The memories he’d stolen jostled with those he’d already taken, whirling and surging together in a wild cacophony of unrelated, overlaid images.…
With dismay, the shapeshifter realized he’d forgotten who and where he was for some time, drifting along in a tumbling journey through the unfamiliar, stolen memories of others. He was striding down a passage that led to the Haunted Tower and must have walked straight through the floor occupied by guests—such as the war wizards.
He shook his head and saw a servant glance out of a room, frown in concern, and draw its door swiftly closed again. Filled with sudden, savage glee, he sprang to that door, grew talons, and raked the wood, la
ughing wildly when he heard a terrified cry from the room inside.
“I am the Eater of All!” he howled exultantly, dancing on down the corridor and lashing the air around him with a restless tentacle. “I am the Slayer of Mages, the slaughterer of doves and children and helpless little kittens. Fear me! Obey me! Run from me while you can!”
* * * * *
The late afternoon sun brightly lit the battlements of Firefall Keep—a good thing for those brave enough to stand on the heights, given the chill breezes that blew from the mountains.
Those winds whipped the chestnut-hued hair of Lady Shayna Summerstar into an unruly plume. She didn’t care. The ruin of her coiffure was not why her face was tight and tense as she stared at the tall woman with the silver hair—hair that serenely held its shape, defying the winds. Shayna admired this Harper. She felt shame and resentment as question after question politely probed at her secret.

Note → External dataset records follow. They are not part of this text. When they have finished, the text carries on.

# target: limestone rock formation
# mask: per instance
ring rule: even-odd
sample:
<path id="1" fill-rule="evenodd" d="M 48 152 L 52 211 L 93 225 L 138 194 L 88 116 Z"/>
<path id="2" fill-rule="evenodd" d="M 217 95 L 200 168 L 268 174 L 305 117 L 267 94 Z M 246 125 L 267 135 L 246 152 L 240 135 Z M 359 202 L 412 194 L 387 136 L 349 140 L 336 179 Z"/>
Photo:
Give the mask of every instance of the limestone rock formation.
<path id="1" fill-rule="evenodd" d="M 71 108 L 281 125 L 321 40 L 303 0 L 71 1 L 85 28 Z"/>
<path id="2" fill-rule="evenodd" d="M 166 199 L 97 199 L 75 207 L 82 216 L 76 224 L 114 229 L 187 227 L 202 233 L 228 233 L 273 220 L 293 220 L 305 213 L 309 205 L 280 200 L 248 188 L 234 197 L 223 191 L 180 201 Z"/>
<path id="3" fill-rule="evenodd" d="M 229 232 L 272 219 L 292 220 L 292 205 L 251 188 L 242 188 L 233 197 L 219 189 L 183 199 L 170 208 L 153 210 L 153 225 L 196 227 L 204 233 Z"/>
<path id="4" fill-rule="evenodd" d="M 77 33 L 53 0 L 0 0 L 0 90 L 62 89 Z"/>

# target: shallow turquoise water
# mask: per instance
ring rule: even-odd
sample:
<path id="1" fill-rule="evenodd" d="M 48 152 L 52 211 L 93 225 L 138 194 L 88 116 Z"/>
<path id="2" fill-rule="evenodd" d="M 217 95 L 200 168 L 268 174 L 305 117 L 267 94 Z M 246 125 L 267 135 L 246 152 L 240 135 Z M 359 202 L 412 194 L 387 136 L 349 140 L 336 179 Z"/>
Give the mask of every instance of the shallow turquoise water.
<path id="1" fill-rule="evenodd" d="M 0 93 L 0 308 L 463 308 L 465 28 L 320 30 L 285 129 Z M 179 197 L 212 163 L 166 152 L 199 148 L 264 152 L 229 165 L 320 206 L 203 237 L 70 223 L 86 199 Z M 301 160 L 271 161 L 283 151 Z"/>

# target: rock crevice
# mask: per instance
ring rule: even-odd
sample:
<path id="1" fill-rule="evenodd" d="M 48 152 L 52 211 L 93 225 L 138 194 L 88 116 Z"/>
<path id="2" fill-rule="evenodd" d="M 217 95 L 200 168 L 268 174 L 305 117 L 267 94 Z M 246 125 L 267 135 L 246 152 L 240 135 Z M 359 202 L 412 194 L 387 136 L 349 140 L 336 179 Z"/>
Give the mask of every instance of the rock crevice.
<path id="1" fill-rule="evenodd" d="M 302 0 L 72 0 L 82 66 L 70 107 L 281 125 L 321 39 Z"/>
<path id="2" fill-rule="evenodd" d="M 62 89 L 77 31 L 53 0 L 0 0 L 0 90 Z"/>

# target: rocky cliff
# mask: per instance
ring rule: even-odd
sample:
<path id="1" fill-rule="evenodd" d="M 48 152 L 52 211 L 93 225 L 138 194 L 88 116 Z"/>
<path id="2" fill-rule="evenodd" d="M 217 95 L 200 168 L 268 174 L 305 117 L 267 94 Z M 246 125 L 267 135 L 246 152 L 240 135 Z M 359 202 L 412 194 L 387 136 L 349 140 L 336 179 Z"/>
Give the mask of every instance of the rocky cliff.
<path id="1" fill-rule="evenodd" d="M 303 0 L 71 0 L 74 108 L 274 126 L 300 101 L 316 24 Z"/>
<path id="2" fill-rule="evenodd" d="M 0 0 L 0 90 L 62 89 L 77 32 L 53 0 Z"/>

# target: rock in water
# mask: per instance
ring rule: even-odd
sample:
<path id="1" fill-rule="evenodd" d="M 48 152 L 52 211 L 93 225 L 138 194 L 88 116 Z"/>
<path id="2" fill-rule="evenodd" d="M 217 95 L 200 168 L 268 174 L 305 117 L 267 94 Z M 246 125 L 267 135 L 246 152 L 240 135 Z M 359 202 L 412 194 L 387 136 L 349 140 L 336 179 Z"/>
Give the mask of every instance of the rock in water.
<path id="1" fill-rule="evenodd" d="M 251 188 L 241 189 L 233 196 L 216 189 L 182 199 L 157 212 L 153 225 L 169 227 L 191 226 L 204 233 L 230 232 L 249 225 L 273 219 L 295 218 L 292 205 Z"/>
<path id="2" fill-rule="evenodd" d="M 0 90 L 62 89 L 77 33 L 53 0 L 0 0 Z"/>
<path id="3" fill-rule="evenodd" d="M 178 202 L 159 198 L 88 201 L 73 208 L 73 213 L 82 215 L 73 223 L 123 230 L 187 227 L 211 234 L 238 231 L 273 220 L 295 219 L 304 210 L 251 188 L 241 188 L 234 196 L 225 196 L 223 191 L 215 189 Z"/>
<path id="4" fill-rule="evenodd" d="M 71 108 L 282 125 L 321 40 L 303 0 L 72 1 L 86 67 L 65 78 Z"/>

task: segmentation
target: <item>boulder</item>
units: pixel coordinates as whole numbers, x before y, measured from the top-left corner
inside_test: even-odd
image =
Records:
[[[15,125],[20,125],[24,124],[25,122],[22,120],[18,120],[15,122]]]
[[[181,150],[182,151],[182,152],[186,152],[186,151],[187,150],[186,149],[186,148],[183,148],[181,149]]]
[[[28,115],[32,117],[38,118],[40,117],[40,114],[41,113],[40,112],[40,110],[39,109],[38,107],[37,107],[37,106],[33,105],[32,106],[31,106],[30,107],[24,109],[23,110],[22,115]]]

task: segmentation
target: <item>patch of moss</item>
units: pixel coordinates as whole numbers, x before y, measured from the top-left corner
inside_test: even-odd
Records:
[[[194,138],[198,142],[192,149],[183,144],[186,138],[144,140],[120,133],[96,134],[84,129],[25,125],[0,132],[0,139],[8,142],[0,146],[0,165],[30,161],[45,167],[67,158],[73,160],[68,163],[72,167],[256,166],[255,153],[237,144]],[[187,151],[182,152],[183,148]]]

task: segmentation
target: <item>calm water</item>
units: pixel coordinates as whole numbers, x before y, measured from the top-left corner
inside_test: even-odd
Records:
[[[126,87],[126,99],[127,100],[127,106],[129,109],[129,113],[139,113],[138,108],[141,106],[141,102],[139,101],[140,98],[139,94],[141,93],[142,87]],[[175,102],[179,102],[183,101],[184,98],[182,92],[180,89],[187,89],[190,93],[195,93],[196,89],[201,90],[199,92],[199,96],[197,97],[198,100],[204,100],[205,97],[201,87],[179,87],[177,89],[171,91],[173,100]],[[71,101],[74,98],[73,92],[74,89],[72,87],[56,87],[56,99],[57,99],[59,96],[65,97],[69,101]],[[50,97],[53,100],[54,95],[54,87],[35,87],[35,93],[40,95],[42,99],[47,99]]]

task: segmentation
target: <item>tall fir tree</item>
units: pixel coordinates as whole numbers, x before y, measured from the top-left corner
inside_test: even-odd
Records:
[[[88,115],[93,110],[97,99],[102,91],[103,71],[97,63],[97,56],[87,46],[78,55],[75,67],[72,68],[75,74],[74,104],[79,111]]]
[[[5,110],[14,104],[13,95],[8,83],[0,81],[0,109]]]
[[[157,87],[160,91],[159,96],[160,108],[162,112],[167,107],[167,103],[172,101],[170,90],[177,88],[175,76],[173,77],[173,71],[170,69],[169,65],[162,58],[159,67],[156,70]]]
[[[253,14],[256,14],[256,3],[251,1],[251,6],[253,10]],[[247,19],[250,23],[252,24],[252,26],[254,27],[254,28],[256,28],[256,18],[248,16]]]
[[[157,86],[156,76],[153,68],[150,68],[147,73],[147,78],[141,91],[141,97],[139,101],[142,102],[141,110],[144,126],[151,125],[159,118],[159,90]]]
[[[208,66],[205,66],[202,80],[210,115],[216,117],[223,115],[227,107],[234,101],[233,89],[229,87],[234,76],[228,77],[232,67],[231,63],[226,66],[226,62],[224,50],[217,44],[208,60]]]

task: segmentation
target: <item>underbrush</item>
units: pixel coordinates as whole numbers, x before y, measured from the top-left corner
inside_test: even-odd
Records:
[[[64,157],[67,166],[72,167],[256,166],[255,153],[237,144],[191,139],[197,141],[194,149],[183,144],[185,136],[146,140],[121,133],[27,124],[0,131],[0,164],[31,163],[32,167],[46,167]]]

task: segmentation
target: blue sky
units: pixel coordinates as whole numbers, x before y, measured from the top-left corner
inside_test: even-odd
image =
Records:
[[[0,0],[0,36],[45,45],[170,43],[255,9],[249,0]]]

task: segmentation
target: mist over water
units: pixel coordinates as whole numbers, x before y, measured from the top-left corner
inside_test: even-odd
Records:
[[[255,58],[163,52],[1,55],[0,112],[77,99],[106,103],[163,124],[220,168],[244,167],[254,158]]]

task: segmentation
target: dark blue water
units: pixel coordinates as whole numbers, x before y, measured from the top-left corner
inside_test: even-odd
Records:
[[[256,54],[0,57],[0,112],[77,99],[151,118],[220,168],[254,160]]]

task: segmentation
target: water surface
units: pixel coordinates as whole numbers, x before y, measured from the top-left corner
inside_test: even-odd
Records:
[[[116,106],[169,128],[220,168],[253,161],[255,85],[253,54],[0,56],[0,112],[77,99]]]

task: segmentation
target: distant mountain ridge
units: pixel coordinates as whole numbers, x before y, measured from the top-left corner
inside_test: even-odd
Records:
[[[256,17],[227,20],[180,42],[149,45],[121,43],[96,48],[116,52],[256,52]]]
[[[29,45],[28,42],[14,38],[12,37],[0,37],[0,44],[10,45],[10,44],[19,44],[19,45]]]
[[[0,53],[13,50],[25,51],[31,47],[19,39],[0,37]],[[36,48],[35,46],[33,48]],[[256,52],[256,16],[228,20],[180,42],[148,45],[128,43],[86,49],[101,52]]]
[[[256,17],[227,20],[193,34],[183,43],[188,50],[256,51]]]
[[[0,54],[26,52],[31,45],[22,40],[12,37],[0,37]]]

“I know that even now, a Summerstar is aiding the foe who slew your brother and your grandmother,” Storm was saying, her eyes two dark pools Shayna could not escape. “Is it you?”
Dark Master, aid me! With an effort, the young heiress kept her face calm, trying not to show how frantic she truly felt. “I am shocked that such an idea would occur to you or anyone,” Shayna said with just a touch of ice. “I am, after all, a Summerstar.”
“So is Thalance, the scourge of Firefall Vale,” Storm said with just a hint of grim mirth about her lips. “So is Uncle Erlandar, reportedly thrice the rogue in his day than Thalance will ever be.”
Shayna made no more reply to this than to sardonically raise an eyebrow. Inwardly, though, she screamed, Master, can you hear me? What shall I do?
Because Storm was more than a mortal, and the cry was so impassioned and so close, she heard the mental call. Keeping all trace of that hearing from her face, she said, “You can’t hide forever, Shayna. House Summerstar needs a leader as bright and clear as Athlan tried to be. Those who consort with beasts end up as beasts themselves—or, far more often, end up the food of beasts.”